DEEP digging by the New York Times uncovered that officials in the government's mine safety enforcement division have gone easy on coal mining corporations when it comes to safety violations.

The few big fines levied were often negotiated down at special meetings between mine bosses and safety officials. Even then, almost half the fines owed in the past three years were never collected. Emergency safety regulations that were proposed after a series of January tragedies in West Virginia coal pits are now hung up in a slow-moving committee.

It's true that trying to make a mile-deep cave a safe workplace is expensive. Safety costs money and eats profits.

President Bush and mine owners have a similar high regard for company profits, so a cozy, cooperative relationship blossomed in the past few years between regulators at the Mine Safety and Health Administration and mine executives.

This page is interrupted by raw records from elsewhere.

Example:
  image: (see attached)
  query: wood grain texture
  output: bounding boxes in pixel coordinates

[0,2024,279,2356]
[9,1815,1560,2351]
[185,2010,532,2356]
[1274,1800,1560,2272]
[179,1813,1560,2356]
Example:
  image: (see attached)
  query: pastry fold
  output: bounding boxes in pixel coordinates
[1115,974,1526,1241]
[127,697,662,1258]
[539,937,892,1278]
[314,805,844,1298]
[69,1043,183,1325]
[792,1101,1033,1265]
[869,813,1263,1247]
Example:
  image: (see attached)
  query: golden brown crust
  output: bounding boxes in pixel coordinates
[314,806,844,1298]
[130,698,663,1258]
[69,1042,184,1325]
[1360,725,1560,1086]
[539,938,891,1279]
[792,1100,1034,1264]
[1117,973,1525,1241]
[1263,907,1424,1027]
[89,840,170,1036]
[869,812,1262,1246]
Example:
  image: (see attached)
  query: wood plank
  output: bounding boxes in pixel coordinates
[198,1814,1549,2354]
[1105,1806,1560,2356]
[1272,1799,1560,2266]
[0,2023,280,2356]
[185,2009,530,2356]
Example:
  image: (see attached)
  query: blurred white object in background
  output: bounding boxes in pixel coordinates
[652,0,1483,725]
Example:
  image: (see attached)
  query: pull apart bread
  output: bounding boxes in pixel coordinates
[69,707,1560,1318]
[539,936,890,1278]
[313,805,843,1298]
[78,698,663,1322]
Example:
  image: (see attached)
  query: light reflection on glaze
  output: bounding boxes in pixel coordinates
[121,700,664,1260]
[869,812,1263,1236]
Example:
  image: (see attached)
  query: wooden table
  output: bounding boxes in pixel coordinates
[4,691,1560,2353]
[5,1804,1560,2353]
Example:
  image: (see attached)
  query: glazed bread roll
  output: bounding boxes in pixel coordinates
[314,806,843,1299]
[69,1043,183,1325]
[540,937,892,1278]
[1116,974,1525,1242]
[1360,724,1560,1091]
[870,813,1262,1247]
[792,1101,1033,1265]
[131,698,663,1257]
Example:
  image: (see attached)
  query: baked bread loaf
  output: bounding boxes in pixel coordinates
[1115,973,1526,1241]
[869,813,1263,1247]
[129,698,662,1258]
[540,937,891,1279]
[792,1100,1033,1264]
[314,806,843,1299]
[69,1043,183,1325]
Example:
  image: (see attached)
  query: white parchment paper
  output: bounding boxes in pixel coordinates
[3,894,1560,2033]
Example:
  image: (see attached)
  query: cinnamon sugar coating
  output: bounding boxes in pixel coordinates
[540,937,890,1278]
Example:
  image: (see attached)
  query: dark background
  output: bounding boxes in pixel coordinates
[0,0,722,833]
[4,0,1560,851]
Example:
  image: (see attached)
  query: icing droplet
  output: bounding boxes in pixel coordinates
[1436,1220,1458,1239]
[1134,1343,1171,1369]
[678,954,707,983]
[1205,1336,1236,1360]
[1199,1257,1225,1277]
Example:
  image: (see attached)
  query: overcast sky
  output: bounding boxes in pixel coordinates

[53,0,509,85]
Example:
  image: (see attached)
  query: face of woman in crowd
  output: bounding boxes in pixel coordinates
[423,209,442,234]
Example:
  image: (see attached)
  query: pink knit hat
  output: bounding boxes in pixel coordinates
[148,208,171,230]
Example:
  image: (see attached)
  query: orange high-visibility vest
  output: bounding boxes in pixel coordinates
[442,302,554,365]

Senate hearings last week on Capitol Hill sorted through the 2004 safety record at Sago Mine in West Virginia. The mine was cited 273 times, but none of the fines exceeded $460. On Jan. 2, 12 miners died after an explosion.

Republican Sen. Arlen Specter of Pennsylvania introduced a bill that will raise the maximum penalty for safety violations from $60,000 to $500,000.

Meanwhile, thousands of miners continue to descend into the earth to work at one of the country's most dangerous jobs.

We hope MSHA realizes now that their job is protecting these miners' lives, not the companies' profit margins.